If rumors are true—and with this couple, it's only ever 50:50—then Kate Middleton will not promise to obey her husband in next week's ceremony. When even the Archbishop of Canterbury thinks it's a bit old-fashioned, you know it's a tradition worth discarding.
In a 2006 report about domestic abuse, the Archbishop's Council stated that the inclusion of obedience in wedding vows was out-of-date and offensive: "A promise to obey was in the past part of different standards and expectations of women and men within marriage." It underlined the fact that traditional concepts of marriage are mired in deep inequality, and that the idea of a husband's innate authority is outmoded.
Obedience has no place in the modern marriage—the idea that one partner is subservient to the other is horrifying. Any serious relationship should be about give and take rather than the dominant will of one partner. Whilst critics have argued that, as William will eventually be King, Kate should promise to obey him as her superior in rank, they forget that with the royal family as little more than decorative figureheads, deference to the monarchy has more to do with tradition and etiquette than power.
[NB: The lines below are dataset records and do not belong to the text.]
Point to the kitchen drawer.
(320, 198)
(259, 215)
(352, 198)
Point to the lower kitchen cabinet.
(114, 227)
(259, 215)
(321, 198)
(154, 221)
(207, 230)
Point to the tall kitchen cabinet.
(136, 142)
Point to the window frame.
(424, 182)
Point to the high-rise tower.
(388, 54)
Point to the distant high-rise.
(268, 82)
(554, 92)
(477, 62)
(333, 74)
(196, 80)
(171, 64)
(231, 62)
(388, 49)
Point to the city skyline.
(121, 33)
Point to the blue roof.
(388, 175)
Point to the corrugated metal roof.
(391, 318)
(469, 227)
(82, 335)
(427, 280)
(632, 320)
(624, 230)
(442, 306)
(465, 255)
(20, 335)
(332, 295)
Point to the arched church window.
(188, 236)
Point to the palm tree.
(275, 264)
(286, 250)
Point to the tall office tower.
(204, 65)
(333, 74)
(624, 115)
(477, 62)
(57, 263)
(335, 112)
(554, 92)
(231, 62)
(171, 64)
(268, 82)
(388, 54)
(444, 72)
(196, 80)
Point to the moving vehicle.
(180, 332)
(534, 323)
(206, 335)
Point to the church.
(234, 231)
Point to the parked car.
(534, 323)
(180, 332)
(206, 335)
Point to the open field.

Speaking as an opinionated woman engaged to another opinionated woman, I've seen a lot of arguments over both the trivial stuff, and the important things. But I'd much rather have had those heated debates than have had her back down immediately based on some archaic notion of my authority—even when I'm right. Obedience is for family pets, not marriage. When we can agree long enough to finally tie the knot, the word "obey" won't be heard anywhere near our ceremony, and our relationship will be better off for it.
There's no one right way to start your life together, whether it's a global spectacle in Westminster Abbey or a Pagan handfasting in a field in Norfolk—or even agreeing that this whole marriage thing just isn't up your mutual alley. But beginning with a promise that one of you will obey the other is a recipe for disaster.